Viktor Tchernomyrdine, ancien premier ministre russe et l'une des dernières grandes figures politiques de l'époque du défunt président Boris Eltsine, est décédé mercredi à l'âge de 72 ans, ont rapporté les agences russes en citant ses proches.

Tchernomyrdine a dirigé le gouvernement russe de 1992 à 1998, période noire pour la Russie qui peinait à sortir du marasme économique hérité de la chute de l'URSS.

Il était une «personne extraordinaire que l'histoire a fait avancer à un poste-clé en un moment très difficile pour la Russie», relève ainsi l'ancien ministre russe de l'Économie, Evgueni Iassine, à l'antenne de la radio Echo de Moscou.

«Sans lui, le peuple russe aurait actuellement une vie différente», a estimé, de son côté, le chef du conglomérat russe Rosnano, Anatoli Tchoubaïs, qui travaillait dans le gouvernement de Tchernomyrdine.

Viktor Tchernomyrdine était aussi aux commandes alors que la Russie s'embourbait dans le premier conflit indépendantiste tchétchène et découvrait les prises d'otages massives par des commandos rebelles.

En juin 1995, il marque les esprits lors de la prise d'otages dans un hôpital de Boudenovsk (sud de la Russie), gérant personnellement la crise, en négociant au téléphone et devant les caméras avec le chef des assaillants, le redoutable Chamil Bassaïev, à qui il lance alors «Allo! Chamil Bassaïev? Parlez plus fort!»

«On dit maintenant qu'on ne peut pas négocier avec les terroristes, mais lui a commencé des négociations pour sauver les otages. Il a pris un risque et ses responsabilités», a déclaré un défenseur des droits de l'Homme russe, Lev Ponomarev, cité par l'agence Interfax.

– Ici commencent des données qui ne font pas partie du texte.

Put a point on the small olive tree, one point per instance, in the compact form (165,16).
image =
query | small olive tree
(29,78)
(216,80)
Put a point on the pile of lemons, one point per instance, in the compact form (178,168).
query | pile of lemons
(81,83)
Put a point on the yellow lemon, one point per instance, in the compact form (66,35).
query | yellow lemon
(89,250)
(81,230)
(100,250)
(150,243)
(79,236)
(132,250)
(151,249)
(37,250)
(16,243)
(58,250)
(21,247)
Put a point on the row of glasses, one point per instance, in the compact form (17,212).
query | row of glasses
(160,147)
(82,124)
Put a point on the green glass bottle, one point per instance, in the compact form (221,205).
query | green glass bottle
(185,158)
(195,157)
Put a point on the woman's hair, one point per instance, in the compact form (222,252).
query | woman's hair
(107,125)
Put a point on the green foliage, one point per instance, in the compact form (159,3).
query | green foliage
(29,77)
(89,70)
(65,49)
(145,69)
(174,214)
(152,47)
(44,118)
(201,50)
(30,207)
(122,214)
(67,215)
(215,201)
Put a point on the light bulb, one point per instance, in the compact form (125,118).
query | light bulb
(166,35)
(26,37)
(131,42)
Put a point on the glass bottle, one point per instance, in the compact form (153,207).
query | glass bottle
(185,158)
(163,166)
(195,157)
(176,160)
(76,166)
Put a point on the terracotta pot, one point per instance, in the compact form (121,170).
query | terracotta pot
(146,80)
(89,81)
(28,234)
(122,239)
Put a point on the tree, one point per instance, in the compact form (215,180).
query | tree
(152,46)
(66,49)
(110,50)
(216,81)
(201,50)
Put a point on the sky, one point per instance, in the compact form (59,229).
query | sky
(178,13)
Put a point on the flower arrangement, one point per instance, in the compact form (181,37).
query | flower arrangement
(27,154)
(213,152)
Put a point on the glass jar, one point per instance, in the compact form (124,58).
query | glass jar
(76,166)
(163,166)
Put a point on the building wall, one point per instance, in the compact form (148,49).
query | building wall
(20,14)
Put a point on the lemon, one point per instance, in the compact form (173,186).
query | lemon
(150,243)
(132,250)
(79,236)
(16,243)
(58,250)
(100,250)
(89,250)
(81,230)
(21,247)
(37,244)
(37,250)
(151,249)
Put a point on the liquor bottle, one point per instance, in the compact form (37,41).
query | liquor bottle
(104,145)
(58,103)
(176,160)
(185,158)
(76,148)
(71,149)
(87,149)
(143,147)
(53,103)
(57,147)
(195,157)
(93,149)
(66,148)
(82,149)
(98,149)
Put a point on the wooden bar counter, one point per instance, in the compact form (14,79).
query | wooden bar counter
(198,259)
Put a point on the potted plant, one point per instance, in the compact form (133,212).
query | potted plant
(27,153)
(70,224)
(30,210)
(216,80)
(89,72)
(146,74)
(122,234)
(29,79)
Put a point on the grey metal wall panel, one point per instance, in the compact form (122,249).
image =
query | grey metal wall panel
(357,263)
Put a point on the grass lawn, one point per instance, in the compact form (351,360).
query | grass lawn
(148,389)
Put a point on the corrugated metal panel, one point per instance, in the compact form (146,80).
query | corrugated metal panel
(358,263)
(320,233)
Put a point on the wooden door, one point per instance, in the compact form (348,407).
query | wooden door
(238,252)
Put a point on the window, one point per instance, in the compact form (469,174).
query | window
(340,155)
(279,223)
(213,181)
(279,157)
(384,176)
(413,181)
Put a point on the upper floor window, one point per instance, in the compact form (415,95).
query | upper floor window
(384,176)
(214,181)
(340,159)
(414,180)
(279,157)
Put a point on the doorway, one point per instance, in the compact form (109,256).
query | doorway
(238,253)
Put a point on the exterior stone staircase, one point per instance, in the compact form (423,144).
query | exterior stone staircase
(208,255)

Co-fondateur du parti de Eltsine, «Notre maison est la Russie», Tchernomyrdine était connu pour ses expressions fleuries.

Aux commandes lors des grandes réformes économiques après la disparition de l'URSS, il déclare notamment alors «Je suis pour le marché, mais non pas pour le bazar».

Autre phrase fameuse, il commente ces réformes en 1993 de la manière suivante : «On voulait faire pour le mieux, mais finalement on a fait comme d'habitude».

Avec l'arrivée de Vladimir Poutine à la tête du gouvernement en 1999 puis au Kremlin en 2000, Viktor Tchernomyrdine quitte le devant de la scène politique russe.

À l'époque soviétique, cet ancien ouvrier originaire de la région d'Orenbourg, à la frontière avec le Kazakhstan, a fait une carrière classique d'apparatchik spécialisé dans l'industrie.

En 1985, il devient ministre de l'Industrie gazière de l'URSS. Il retrouvera le gaz en 1999 en prenant la tête du géant russe du secteur, Gazprom, jusqu'à sa nomination comme ambassadeur en Ukraine en 2001.

En 2009, après notamment une grave crise gazière russo-ukrainienne, il est rappelé à Moscou, alors qu'il risquait de devenir persona non grata en Ukraine en raison de ses déclarations jugées «inamicales» par Kiev.

Il devient alors conseiller et représentant spécial du président russe Dmitri Medvedev pour la coopération économique avec les pays membres de la Communauté des États indépendants (ex-URSS, moins les pays baltes et la Géorgie).

MM. Medvedev et Poutine ont exprimé leurs condoléances à la famille de M. Tchernomyrdine, ont annoncé leurs services de presse.

Il sera enterré au célèbre cimetière de Novodevitchi à Moscou, où repose son épouse décédée plus tôt cette année ainsi que Boris Eltsine et de nombreuses personnalités russes, a indiqué la télévision russe.